Que
vida a minha, penso aborrecido enquanto caminho a passos lentos em
direção a minha casa. Contas e mais contas, virose dos meninos, TPM da
mulher e agora, se já não bastasse, o carro quebra ao voltar do
trabalho. Pensam que acabou? Que nada. Hoje, logo hoje, os rodoviários
inventam de fazer greve e lá vou, com passos de tartaruga, remando pela
calçada. Já ia proferindo uns palavrões quando cai um temporal
daqueles, seguido de imediato apagão; pronto, não falta mais nada e tome
palavrões, em dobro, agora, pois estou ensopado e no escuro. Encosto em
uma velha marquise para me proteger da chuva e só pouco tempo depois
percebo que não estou só. Ao meu lado há algumas pessoas conversando,
certamente passando a chuva também. Conversam, animados, o que me
irrita; deveriam ser solidários com a minha falta de sorte, aliás, falta
de sorte deles também.
E
continuam a conversar, agradecendo a Deus pelo dia, como se aquele
fosse um dia bom. Ouço uma voz mais grave, pedindo à mulher que parta o
bolo, no que foi acompanhado pelos outros.
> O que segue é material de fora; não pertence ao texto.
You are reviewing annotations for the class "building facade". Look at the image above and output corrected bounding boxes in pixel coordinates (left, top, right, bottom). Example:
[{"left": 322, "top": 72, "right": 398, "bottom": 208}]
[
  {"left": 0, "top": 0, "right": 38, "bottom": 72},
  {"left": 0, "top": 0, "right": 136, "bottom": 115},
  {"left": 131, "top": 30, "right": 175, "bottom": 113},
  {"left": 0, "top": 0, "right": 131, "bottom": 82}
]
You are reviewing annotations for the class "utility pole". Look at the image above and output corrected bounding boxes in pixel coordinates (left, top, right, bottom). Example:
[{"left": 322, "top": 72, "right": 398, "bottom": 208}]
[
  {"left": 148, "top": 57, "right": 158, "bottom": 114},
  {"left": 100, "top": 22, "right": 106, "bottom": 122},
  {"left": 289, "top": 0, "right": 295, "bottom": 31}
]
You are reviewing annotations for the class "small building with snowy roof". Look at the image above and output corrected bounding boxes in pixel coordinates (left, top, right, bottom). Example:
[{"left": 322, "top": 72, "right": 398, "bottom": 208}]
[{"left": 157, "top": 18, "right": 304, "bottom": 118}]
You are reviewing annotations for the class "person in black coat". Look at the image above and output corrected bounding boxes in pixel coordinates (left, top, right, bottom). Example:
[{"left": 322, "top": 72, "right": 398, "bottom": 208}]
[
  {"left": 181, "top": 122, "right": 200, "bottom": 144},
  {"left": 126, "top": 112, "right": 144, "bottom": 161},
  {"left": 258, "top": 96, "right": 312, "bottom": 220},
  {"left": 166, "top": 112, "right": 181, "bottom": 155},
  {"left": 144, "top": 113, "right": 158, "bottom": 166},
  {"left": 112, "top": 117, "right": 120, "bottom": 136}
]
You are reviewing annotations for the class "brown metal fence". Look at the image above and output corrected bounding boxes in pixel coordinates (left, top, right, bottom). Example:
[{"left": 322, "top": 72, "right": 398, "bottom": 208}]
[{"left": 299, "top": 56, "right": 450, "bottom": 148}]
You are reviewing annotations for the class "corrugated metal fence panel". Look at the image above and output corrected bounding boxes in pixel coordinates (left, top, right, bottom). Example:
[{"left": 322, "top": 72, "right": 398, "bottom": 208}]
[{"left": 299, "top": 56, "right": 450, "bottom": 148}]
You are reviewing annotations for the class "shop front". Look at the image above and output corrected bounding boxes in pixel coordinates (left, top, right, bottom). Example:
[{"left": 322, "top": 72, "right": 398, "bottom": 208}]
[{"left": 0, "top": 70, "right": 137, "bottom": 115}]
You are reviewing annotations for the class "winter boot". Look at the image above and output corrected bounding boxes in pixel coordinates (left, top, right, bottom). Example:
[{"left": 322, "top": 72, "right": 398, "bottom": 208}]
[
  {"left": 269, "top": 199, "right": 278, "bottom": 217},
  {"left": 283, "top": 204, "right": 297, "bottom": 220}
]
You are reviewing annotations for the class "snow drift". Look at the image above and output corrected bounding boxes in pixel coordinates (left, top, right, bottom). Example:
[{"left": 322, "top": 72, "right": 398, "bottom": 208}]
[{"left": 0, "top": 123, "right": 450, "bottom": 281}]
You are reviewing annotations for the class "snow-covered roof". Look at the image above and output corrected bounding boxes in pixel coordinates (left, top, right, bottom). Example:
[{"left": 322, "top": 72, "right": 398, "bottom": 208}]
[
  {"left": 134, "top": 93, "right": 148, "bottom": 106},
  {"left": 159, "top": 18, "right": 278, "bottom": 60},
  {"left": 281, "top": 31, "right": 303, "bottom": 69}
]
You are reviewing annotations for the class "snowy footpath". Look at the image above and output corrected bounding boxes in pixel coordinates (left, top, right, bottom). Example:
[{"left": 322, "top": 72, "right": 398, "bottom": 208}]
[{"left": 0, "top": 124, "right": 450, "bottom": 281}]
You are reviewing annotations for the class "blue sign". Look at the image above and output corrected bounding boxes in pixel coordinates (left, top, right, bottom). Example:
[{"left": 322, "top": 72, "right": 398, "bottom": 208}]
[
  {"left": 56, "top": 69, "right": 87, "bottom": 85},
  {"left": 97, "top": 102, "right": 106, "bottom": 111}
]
Só faltava essa. Comer bolo
na chuva e no escuro. Tem gente pra tudo, resmungo em silêncio, mas o
bolo não foi partido. A mulher disse que não era a hora. Ainda bem que
havia um pouco de lucidez junto àqueles malucos.
Após
alguns minutos a chuva diminui, deixando espaço para uma leve garoa e
os postes de luz voltam a mostrar a cara da cidade. Logo percebo que
meus companheiros de marquise compõem uma família. O casal e quatro
filhos estão sentados sobre uma velha esteira de piripiri, dispostos em
círculo; ao centro uma caixa de papelão sustenta um pequeno bolo de
fubá, enfeitado com uma vela usada, cuidadosamente afixada. São
moradores de rua. Todos olham para mim, meio encabulados.
Cumprimento-os, em tom desconfiado, mas o patriarca quebra o protocolo e
me convida para a festa. É aniversário de sua caçula, diz com uma ponta
de orgulho. Recuso, pensado tratar-se de mera formalidade, mas o homem
insiste e termino aceitando. É convite de verdade. Logo após a mulher
acender a vela, cantamos os parabéns e comemos o bolo.
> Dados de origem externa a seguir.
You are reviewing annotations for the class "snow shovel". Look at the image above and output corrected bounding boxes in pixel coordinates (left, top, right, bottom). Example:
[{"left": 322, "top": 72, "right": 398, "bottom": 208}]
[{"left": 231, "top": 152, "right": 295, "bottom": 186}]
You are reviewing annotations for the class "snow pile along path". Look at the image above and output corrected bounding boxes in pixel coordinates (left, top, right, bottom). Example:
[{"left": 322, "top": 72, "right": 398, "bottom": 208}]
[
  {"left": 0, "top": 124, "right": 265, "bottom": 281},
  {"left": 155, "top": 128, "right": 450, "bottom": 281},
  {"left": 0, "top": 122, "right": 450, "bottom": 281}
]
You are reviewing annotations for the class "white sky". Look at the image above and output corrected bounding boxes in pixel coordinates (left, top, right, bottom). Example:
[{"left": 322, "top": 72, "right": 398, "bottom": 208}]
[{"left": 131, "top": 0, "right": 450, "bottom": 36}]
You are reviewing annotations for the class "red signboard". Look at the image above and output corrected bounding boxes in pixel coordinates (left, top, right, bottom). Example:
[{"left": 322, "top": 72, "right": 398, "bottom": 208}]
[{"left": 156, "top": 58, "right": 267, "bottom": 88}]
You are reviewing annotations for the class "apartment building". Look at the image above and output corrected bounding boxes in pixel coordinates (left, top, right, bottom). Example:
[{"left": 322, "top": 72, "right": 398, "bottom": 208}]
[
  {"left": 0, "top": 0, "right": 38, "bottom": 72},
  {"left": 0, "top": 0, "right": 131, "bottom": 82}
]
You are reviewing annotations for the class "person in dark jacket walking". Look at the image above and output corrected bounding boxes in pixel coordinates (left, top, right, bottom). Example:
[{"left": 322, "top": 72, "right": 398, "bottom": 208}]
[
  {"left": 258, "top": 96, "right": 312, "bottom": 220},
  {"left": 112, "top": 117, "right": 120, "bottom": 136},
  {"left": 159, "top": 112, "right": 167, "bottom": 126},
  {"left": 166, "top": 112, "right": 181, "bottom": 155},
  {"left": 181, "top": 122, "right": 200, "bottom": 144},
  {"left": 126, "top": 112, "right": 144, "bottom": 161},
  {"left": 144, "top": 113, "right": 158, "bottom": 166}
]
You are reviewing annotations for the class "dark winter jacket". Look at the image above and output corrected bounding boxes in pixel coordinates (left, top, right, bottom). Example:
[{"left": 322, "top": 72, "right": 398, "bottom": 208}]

Acabou a festa, a aniversariante deita sua pequena cabeça de criança no colo da mãe e já começa a dormir. Despeço-me de todos. Deixo aquela doce família em sua velha esteira de piripiri, apresso os passos e corro para casa, levando junto a vergonha de minha amargura.
Acabou a festa, a aniversariante deita sua pequena cabeça de criança no colo da mãe e já começa a dormir. Despeço-me de todos. Deixo aquela doce família em sua velha esteira de piripiri, apresso os passos e corro para casa, levando junto a vergonha de minha amargura.
Um forte abraço.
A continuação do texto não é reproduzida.